City Hangout – The Lawns, Redeveloped Central Vista
First day in the new Central Vista.
[Text and photos by Mayank Austen Soofi]
The grass is thick, green and humid. The air is steamy with late afternoon heat.
The lawns fall between Man Singh Road and Janpath Road: trees are spread across the ground in neat rows, like the train coaches of an express. Squirrels are racing one after the other along the trunks. Crows cannot be seen but they are crowing incessantly.
Nobody is allowed to walk on the grass. The lawns are crisscrossed by broad walkways of stone tiles. The blue-uniformed guards occasionally run along the lawns, pleading the citizens to stay away from the “new grass.” Not that there is much crowd at the moment. A couple is sitting by a lakeside bench, looking as melancholic as any couple in such a setting. Once the new Vista will have lived through a few seasons, and entered into the bloodstream of Delhi people, the city loners will probably be walking sombrely on these tiled tracks, their head down, their hands held in their back.
Now, a family passes by with kids eager to see the fish in the lake (they see no fish).
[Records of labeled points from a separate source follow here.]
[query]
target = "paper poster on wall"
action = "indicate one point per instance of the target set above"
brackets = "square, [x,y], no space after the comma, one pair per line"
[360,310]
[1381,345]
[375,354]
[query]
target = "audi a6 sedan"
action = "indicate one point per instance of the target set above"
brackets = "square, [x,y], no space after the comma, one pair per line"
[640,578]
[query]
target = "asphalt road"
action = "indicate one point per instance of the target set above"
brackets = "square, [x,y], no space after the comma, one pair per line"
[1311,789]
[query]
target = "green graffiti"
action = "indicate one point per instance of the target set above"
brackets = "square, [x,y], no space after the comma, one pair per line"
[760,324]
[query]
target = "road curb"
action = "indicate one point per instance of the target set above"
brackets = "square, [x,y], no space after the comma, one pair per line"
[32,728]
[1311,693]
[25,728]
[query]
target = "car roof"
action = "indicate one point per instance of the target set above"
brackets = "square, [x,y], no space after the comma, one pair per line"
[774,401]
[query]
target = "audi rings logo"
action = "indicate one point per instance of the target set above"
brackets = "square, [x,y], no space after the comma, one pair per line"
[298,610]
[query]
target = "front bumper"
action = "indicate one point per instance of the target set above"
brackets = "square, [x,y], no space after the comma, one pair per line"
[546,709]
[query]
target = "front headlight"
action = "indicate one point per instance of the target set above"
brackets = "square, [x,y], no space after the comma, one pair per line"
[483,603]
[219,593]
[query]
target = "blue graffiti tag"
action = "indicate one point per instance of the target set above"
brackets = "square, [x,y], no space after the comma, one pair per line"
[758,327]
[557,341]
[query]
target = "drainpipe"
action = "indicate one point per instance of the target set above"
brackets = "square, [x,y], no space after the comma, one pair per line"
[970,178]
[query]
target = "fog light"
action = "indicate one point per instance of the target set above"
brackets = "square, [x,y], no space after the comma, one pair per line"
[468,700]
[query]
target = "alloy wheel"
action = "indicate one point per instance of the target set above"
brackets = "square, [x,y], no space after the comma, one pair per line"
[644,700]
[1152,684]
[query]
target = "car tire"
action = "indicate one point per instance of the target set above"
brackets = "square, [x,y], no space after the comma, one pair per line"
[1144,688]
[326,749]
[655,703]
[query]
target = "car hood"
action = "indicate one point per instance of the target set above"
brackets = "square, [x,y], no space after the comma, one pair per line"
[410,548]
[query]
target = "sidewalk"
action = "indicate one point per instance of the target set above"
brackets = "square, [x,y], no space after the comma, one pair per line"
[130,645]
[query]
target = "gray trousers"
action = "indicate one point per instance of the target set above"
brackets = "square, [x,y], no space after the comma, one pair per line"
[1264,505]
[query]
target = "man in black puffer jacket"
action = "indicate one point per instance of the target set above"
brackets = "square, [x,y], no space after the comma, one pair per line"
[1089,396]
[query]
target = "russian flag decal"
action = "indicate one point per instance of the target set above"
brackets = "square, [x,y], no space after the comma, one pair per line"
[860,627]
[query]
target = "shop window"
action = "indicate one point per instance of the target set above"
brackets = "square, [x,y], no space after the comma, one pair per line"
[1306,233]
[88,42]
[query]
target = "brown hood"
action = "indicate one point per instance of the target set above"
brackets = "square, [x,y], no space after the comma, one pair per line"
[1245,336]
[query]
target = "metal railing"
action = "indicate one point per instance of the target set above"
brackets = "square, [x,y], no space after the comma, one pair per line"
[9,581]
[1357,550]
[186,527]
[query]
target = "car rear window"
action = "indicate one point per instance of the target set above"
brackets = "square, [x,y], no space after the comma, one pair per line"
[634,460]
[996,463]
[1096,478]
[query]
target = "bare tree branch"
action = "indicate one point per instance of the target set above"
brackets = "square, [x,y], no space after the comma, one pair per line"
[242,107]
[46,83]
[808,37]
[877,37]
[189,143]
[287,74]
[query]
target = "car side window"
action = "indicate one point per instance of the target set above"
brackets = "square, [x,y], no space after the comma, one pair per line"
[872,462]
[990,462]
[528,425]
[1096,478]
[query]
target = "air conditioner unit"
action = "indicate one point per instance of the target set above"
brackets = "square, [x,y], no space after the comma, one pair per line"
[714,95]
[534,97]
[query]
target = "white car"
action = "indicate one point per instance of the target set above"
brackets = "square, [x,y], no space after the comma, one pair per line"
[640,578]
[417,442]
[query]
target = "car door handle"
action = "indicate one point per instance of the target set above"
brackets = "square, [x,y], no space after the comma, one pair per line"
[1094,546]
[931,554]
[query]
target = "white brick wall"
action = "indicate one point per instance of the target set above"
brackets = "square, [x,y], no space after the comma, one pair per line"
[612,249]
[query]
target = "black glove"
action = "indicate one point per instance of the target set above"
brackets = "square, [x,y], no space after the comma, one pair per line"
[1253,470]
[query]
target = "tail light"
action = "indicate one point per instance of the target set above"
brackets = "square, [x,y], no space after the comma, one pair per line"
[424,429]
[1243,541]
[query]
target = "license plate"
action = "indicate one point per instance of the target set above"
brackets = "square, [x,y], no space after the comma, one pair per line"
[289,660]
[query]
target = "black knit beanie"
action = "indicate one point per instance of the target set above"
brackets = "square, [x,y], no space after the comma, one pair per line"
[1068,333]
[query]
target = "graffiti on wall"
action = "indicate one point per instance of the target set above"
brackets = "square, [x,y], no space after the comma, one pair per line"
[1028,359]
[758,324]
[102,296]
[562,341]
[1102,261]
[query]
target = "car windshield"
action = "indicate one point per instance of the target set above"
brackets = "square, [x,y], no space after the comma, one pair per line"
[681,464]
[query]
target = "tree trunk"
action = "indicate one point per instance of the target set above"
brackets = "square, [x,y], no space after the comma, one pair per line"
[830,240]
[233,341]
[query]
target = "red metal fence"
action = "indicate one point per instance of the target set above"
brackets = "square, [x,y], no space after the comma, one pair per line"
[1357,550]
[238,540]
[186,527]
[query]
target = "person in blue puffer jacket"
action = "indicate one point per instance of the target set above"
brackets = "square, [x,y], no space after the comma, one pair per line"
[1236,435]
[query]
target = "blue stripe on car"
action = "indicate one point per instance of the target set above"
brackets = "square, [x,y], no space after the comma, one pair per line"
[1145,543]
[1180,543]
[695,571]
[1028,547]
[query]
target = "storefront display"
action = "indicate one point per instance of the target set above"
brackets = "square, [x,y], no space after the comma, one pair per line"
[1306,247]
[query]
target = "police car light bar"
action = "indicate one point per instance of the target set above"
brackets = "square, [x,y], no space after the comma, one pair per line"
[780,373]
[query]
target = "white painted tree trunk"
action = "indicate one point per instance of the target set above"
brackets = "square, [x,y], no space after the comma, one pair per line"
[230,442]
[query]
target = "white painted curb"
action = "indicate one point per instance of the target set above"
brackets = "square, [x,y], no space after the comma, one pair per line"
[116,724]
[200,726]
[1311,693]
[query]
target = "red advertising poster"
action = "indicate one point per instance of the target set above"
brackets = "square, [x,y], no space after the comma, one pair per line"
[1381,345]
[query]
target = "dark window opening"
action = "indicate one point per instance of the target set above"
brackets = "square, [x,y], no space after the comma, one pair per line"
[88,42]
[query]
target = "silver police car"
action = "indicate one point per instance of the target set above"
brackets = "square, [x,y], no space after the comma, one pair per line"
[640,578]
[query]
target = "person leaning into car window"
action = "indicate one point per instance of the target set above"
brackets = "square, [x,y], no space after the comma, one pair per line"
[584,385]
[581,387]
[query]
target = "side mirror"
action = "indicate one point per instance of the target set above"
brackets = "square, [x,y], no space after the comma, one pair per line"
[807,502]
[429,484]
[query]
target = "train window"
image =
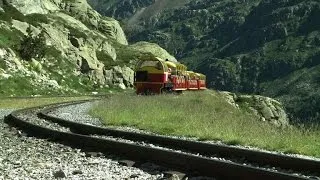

Now, an elderly woman in salwar suit surfaces. Sajeet Kaur is in her 80s and lives in Sultanpuri. Though born in Amritsar, she has spent almost all her life in Delhi. It is her first visit to the India Gate grounds, her grandson says while holding her hand. The family wasn’t meaning to visit the Central Vista, that too on its special first day. “It just happened,” says the grandson. They had come to make a pilgrimage to Bangla Sahib Gurudwara, nearby. “And so we decided to show India Gate to Amma.” But the lady is feeling tired. She steps into the grass and sits down. Moments later a guard runs towards them and politely directs them to a lakeside bench some steps away. Sajeet Kaur gets up. The family decides to go back home. “I will see India Gate some other day,” the venerable “Amma” says in Punjabi.